Saturday, April 02, 2005

Harpsichord Music for People Missing Fingers

No. 5 Henry Purcell, "Trumpet Tune" for harpsichord

The best portrait of Purcell I found is quite large and detailed- he's wearing a casual brown robe made of some shiny material and an open-collared shirt with an untied ribbon at the throat. A big, glossy wig tops his head, but his forehead is shiny and disappears up so high into the wig's curls that it seems clear that he's shaved-pate bald beneath. His face is a bit like that of Stephen Fry- great big eagle-beak nose, kind eyes, sensuous lips, and a bit of general comfortable pudginess, including a slight double chin. His mien radiates...competence. As though he were listening to a theater manager's request for a change to Act II and was about to say: "Yes, I can do that."

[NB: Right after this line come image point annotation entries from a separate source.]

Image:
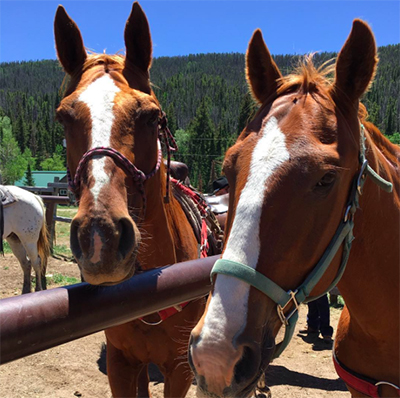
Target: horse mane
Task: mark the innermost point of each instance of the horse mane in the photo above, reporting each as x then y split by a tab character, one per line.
309	79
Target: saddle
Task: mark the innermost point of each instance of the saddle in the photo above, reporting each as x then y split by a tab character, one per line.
218	204
206	228
6	199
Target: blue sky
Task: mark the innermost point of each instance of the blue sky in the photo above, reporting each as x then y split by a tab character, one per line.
190	27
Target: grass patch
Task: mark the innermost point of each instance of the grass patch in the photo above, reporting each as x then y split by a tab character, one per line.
62	250
58	279
66	212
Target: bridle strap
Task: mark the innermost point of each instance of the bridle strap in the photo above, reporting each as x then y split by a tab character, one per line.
139	177
343	235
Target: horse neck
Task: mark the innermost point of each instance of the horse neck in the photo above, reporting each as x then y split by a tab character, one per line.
372	269
158	245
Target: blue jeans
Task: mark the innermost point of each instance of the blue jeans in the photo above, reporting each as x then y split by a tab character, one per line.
318	316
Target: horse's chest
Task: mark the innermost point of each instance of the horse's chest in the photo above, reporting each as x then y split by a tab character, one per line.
141	342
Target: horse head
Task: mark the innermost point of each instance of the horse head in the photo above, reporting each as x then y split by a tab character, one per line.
111	120
290	173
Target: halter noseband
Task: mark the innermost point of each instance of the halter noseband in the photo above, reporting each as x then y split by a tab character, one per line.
138	176
343	235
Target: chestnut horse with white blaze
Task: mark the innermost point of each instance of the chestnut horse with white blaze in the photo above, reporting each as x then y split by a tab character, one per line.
113	123
302	174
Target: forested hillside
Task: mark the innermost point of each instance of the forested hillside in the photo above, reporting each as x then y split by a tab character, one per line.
205	98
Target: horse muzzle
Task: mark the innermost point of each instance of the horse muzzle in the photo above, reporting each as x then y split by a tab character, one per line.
231	372
105	247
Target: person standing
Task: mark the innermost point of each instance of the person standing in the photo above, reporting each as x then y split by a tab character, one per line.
318	319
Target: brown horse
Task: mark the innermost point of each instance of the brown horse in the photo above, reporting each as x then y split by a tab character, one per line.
112	122
293	174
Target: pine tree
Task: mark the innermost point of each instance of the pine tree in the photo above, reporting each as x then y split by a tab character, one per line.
29	180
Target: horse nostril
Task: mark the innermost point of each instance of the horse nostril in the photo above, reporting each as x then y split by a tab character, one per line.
248	365
127	236
75	245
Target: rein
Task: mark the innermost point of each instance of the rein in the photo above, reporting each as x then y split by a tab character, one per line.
343	235
139	177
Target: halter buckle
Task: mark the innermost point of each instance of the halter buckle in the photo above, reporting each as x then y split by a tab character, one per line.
281	310
362	176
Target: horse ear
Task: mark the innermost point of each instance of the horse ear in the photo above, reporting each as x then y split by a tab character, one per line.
261	71
137	39
69	43
356	64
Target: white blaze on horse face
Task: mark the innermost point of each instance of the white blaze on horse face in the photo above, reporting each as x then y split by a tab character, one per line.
99	97
227	311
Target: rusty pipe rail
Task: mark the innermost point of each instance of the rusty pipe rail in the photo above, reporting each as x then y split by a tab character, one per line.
37	321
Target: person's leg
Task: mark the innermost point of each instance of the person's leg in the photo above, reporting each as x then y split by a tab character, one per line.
322	305
313	321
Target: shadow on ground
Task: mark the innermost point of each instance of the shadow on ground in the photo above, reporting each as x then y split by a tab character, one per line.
279	375
276	376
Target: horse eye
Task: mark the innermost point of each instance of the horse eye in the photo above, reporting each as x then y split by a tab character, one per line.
153	120
327	180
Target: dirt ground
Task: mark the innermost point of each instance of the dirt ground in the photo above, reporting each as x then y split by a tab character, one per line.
77	369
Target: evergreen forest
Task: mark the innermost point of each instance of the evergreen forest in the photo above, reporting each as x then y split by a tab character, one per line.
205	97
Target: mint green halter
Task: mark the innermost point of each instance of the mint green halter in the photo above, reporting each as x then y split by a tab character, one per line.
344	235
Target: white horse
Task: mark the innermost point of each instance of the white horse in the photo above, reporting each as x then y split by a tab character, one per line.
26	232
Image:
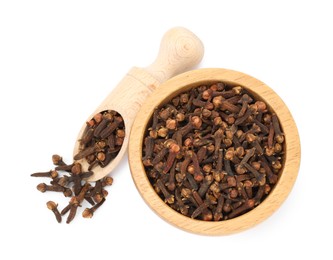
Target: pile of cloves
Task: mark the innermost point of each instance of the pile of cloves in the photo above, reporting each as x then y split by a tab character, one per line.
214	152
102	139
100	143
72	183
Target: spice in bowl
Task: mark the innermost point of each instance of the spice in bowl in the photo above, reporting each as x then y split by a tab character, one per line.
214	152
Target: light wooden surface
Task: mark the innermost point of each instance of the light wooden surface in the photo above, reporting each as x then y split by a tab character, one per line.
277	196
180	50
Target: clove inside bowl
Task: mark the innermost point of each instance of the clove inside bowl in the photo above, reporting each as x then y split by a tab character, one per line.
260	91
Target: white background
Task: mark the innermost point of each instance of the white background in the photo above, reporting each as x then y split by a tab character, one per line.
59	59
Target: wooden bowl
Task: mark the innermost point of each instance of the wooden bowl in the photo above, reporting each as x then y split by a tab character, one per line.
184	82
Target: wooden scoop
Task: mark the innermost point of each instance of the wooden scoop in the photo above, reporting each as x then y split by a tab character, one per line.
180	50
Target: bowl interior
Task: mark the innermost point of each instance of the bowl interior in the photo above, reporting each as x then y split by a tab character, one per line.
260	91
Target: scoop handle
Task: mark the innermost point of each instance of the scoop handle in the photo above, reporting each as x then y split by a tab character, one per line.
180	50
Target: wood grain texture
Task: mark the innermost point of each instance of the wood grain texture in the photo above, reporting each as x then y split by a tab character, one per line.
277	196
180	50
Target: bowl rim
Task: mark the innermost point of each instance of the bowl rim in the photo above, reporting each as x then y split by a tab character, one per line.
188	80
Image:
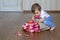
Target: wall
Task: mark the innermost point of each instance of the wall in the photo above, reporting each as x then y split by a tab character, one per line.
10	5
19	5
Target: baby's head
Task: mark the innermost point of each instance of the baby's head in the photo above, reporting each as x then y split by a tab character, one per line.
36	9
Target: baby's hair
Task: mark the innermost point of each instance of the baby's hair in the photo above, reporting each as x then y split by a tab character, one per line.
34	6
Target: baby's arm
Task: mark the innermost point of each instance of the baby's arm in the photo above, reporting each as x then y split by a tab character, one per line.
41	20
33	17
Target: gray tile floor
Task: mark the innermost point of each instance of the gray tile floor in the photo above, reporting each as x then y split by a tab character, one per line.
10	23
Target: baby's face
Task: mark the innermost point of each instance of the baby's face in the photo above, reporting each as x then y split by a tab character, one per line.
37	12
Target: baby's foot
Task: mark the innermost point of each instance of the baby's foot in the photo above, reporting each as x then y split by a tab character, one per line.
52	28
18	33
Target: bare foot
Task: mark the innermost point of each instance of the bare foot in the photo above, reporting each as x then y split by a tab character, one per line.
52	29
18	33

DeVoto includes three different bits of Purcell's music in "Mostly Short Music," which is an unobjectionable bias, I guess. I wonder if he considered Byrd or some of those earlier English composers first. After all, John Bull did get a 'shout out' in a sense during the Praetorius dance.

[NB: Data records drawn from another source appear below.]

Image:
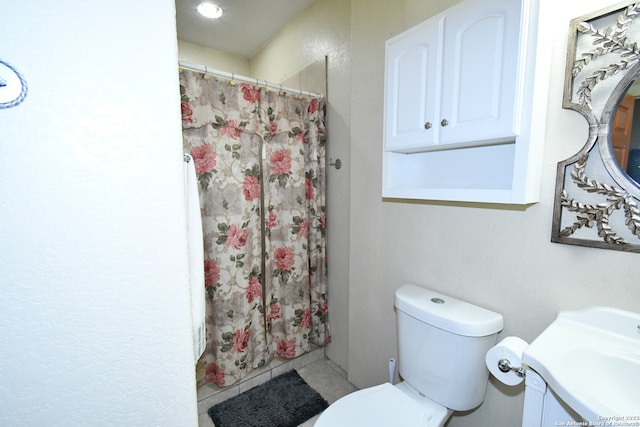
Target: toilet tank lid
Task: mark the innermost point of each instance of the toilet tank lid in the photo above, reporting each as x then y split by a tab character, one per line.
447	313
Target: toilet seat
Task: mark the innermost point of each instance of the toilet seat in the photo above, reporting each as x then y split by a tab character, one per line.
384	405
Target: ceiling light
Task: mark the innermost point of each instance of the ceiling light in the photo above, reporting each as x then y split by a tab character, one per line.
210	10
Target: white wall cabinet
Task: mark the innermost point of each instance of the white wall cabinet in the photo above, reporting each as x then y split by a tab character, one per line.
459	101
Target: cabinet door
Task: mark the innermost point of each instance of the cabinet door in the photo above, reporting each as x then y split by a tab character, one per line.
410	89
479	72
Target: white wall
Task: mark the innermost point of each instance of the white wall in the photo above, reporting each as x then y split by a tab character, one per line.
95	320
497	257
213	58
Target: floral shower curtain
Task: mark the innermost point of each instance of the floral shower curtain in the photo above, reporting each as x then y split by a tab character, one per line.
260	162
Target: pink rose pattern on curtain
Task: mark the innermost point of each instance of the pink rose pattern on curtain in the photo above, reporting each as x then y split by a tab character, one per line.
243	138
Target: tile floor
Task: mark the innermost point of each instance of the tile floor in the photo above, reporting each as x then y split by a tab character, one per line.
320	373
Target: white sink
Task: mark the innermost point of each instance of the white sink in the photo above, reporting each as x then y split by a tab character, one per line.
591	359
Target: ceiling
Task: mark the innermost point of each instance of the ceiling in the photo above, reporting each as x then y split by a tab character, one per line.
245	27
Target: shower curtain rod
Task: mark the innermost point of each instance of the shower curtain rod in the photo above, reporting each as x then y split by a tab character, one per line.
231	76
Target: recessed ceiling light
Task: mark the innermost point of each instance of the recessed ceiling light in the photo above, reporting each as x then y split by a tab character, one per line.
210	10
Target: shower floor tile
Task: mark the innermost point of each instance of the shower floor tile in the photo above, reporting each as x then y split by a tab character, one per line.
321	374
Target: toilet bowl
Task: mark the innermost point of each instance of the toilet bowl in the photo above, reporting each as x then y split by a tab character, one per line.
384	405
442	343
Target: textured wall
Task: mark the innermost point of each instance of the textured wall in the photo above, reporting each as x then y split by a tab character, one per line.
216	59
497	257
95	322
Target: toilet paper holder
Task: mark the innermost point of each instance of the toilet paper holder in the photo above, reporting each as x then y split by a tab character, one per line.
505	366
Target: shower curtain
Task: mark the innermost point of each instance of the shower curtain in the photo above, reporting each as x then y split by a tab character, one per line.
260	163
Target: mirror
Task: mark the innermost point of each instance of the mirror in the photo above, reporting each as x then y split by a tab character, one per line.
625	132
597	199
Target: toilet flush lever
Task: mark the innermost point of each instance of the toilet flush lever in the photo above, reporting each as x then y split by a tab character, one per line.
505	366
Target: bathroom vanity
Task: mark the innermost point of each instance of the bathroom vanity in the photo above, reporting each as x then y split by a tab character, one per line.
584	369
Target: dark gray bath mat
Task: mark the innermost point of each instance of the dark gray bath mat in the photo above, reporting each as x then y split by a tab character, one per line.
284	401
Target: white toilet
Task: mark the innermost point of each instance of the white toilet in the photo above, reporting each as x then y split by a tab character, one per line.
442	343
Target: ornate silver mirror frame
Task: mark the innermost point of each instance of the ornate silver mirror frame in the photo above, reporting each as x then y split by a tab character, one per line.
596	201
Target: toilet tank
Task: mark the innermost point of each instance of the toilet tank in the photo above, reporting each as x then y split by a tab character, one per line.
442	342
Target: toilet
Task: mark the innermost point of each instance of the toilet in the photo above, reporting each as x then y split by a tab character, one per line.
442	342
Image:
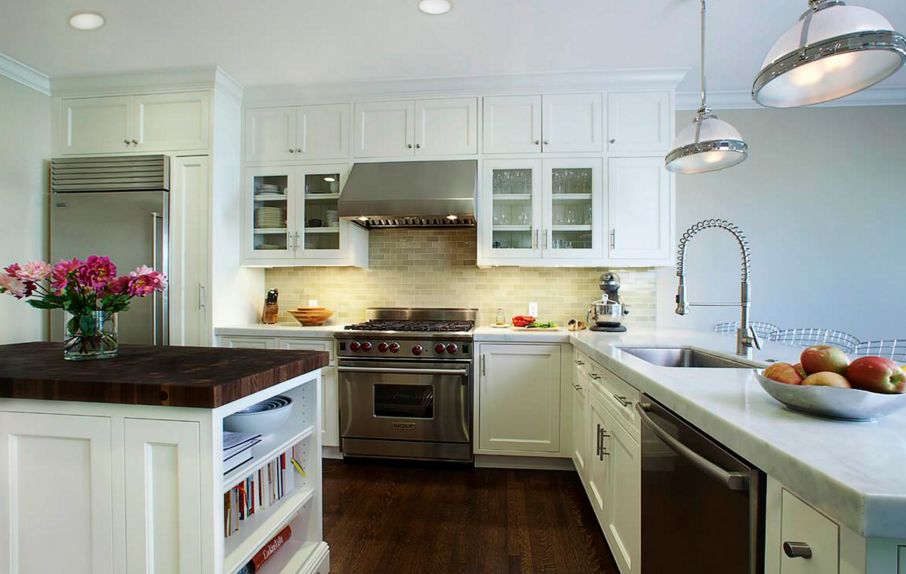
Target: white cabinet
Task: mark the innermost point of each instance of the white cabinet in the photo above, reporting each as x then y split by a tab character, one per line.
291	218
640	210
46	527
534	210
143	123
512	124
297	133
190	300
519	399
639	123
163	496
570	123
400	129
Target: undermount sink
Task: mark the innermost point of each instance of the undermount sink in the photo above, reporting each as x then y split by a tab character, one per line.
686	357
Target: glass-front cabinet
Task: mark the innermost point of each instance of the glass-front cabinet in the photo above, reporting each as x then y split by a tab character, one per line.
293	214
536	209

The first piece is taken from Purcell's pieces for harpsichord and is the fairly-famous "Trumpet Tune." Now, I consulted my orchestration books and - sure enough - it actually could have been played on a D trumpet in the late 17th century. Purcell asks for a high B (13th partial of a D trumpet) in measure 11, but presumably that was possible for good trumpeters of the era. Otherwise, it's actually pretty clever how he uses the pitch ambiguities of the 11th partials of the natural trumpet as a way of organizing the harmonic scheme. In short, the 11th partial (G-sharp-ish) of the D trumpet is always going to require a pitch correction from the lips of the player up or down, and, accordingly, that's the only accidental Purcell uses. Convenient, of course, that this is perfectly suited for creating a V of V, but I'm not going to try to disentangle whether trumpet construction effected harmonic development or (would this even by possible with a natural trumpet?) vice-versa. And, of course, the piece was actually for harpsichord- isn't this a bit odd? I'm no Purcell scholar, but it seems strange to, for instance, write a sonata for solo cello for the piano (limiting yourself in terms of possible double-stops and bowing and such) without ever actually considering giving it to a cello to try out.

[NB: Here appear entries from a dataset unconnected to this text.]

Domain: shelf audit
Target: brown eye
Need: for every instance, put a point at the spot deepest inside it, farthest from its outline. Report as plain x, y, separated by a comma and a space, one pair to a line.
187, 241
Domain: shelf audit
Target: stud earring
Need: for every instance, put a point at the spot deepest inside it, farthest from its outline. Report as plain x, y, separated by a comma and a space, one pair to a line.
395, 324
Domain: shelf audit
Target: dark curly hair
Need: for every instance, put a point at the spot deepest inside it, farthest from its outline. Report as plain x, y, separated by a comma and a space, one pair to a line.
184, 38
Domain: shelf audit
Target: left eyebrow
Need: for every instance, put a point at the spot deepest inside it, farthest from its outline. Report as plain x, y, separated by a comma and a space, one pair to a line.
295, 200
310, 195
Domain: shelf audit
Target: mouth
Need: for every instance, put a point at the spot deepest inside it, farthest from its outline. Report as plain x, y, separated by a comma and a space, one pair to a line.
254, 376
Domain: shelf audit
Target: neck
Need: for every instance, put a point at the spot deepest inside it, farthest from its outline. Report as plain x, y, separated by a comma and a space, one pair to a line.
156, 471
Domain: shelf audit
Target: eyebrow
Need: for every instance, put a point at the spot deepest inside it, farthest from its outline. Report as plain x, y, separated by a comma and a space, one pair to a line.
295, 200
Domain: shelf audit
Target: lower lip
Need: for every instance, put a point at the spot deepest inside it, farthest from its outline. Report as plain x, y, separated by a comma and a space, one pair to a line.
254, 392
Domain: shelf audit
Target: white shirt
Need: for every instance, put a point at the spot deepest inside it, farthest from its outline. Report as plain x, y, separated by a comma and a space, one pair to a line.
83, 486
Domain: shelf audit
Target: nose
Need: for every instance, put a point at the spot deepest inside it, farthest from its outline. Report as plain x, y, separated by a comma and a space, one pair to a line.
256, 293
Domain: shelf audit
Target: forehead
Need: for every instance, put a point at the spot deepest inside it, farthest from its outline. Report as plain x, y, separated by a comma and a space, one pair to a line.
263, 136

The piece itself is so spare that it gives a sensation like what you feel when looking at the skeleton of a flying dinosaur- it is beautiful and elegant, but curiously spectral. There's no tissues or muscle in this piece, just the bare frame. This was probably, I think, to give the soloist room to breathe while filling in the bare spots with dazzling (why 'dazzling'? why never 'charmant'?) ornaments. The piece is abundantly ornamented, too, but DeVoto doesn't say what these notations mean and I can't find some of them in any of my music books. Some are clearly little trills and mordents, but others (two little slantly lines like an = above a note?) I can only guess at.

The harmony is very simple- mostly Is and Vs in regular alternation with an occasional diminished-sounding chord that functions as a secondary dominant. Still, I must point out that the music is in only two voices most of the time, so there are many instances where a pair of passing tones on a weak beat arguably function as something as unusual as a IV7 (which is to say, not that unusual, but eyebrow-raising when all you've heard are Is and Vs for most of the piece). The real elegance comes not from the variety of the chords, though, but from the skill with which Purcell regulates their movement. (Okay, Reader- I have to mention that I hate the part of harmonic analysis where the writer starts drooling about the 'skill' of the composer, as though it wouldn't have occured to anyone else to use whatever particular trick is being employed. It's just a lazy way of trying to distract the reader from the fact that this detail could have as easily appeared much earlier in the essay- but, oh ho!, we had to save the best for last! I will try not to do this anymore unless it really merits it.) I speak in particular of measure 12- since the whole piece has had a regular quarter note pulse in the bass (a steady background for the melody) it is arresting when the rhythm suddenly restrains itself to 2 half notes, like a drawing of breath before marching on in quarter notes for the last four bars.

Oh, about the 'missing fingers' thing in the title of this post- yes, this piece is so spare that it could conceivably be played by an unlucky metal shop teacher.